Griselda Heppel said…
Three cheers for your wonderful grandmother for instilling in you a love of wildlife,just from that early closeness to the birds at the breadcrumbs. Our 3 year-old grand-daughter loves going out to refill the bird feeder with Grandalf (a certain Tolkien mania runs through this family) and then watches through the window the bluetits, bullfinches, chaffinches and jackdaws descending on it, also the wretched grey squirrels hurling themselves at it from the corner of the roof. It’s so easy to excite young children in wildlife but sadly seems to happen less and less, to the incalculable loss of an area of knowledge and common experience we used to take for granted. For proof, theres the excellent UK quiz show, University Challenge: all questions involving the natural world have been dropped because brilliant undergraduates who can rattle off the periodic table and the length of each of France’s republics can’t tell a lark from a song thrush (or, for that matter, a buttercup from a celandine).

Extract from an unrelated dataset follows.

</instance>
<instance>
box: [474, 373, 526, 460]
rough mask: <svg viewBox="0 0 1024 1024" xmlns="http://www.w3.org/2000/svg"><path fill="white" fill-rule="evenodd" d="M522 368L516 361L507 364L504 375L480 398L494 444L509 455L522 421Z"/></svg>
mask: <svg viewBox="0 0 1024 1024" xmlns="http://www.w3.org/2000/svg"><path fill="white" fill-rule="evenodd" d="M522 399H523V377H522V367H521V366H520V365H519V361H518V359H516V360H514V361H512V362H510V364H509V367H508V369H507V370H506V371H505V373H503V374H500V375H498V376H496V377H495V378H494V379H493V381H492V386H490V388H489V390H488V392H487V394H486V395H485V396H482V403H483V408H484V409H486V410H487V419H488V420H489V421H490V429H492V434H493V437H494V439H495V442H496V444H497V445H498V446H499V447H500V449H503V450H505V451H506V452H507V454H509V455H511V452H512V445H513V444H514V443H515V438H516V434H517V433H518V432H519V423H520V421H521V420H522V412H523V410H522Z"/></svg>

There has been a huge drop in garden bird species in the last couple of decades and I suppose that is partly the reason - sparrows used to be, as they say, two a penny and now are nowhere to be seen. Lamenting the decline in traditional urban wildlife, I find it hard to warm to the hordes of urban foxes screeching and defecating on our lawn as they queue up to have a go at the heavily fortified chicken run in the garden next door. But I guess you would be enlightened here, welcoming the creatures who’ve learnt so well to adapt to our artificial constructs!
Lovely post. Funnily enough, there's an article in Psychologies magazine this month about wildlife in the city... apparently there is a "fox trail" at Bankside in London? (I'm nowhere near London so can't investigate, but others might know more!)